I am not saying that "the job" was the sale cause of all these divorces, or mine for that matter, but I strongly feel it was probably a major contributing factor. I know it was in mine.

The day we raise our right hands, all too often, we become married to "the job." Well, my fellow officers, "the job" is only a job. Of course you must meet all the obligations and requirements of "the job." But, if you value your marriage, it isn't wise to become obsessed with "the job" at the expense of your family. I am referring to those times when you choose to work extra duty that you don't really need, or spend off-duty­ hours with co-workers, instead of with your family.

Too much time spent on "the job" and not enough time spent with family, is one of the major contributing factors to prob­lem children in law enforcement fami­lies, This is another one of those occu­pational hazards they don't tell you about in the academy.

Even the way we relate to our fami­lies may differ from the average family unit. We cannot treat our spouses and children like the people with whom we deal on the street. Leave "the job" per­sonality, frustrations and stresses in the locker at work.

Whenever possible, adjust your work schedule to accommodate family time. This is a lesson I learned much too late in my career and one that I am sorrowfully paying for. Now, as a single parent and not having all of my four my children with me every day, I have come to cherish my time with them more than I had ever imagined.

Most police officers do consider "the job" a career, but fail to realize that their spouses may place equal importance on their "jobs".  While we were married, my wife's banking career contributed to our household as much as mine and she faced many of t he same stresses,  But, I was so hung up on my "job" that I lost sight of her feelings and didn't really listen to her.  Instead of acknowledging my own problems and spending time truly lis­tening to hers, I fell into that trap of feeling that no one knows how a cop feels and no one else's problems can be as important as mine. A fatal mistake.

All too often, as police officers, when someone starts to tell us a problem, we stop listening and immediately start looking for a way to fix it. At home we should be spending more time just lis­tening and showing support rather than formulating solutions while they're still talking. I was guilty of just that.

While the terms "ex-wife" and "ex­-husband" are all too common, how many times have you heard an officer say, when asked about some extra duty or overtime, ''I'll have to check and see if I have the kids that day"? If you do things right, throughout your career, you'll never have to use those terms or check to see which days you "have" the kids.

My sincere hope in writing this article is that it will serve as a warning to new officers and a wake-up call to veteran of­ficers. If you are having problems, rec­ognize them and get help. Seek out other officers who do have successful mar­riages and ask what makes their mar­riages so good.
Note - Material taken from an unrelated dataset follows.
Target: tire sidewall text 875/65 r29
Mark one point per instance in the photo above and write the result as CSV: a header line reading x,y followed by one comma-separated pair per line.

I am not down on "the job." It has sup­ported me and given me many wonderful things. However, I wish that my ap­proach to "the job" had been different.

I would like to thank my ex-wife, without whom I would not have had my eyes opened. Losing her has been the most devastating tragedy of my life.

So,"at what cost?" Only you can de­cide that. But think hard and make the right decision. Your spouse and children are worth it.  Do it right and you can have it all, job and marriage.

Sgt. Michael Rinaldi is a 21-year vet­eran of the Monroe (Conn.) PD. He is an adjunct instructor at the Connecti­cut and Bridgeport Police Academies. This is his first contribution to POLICE.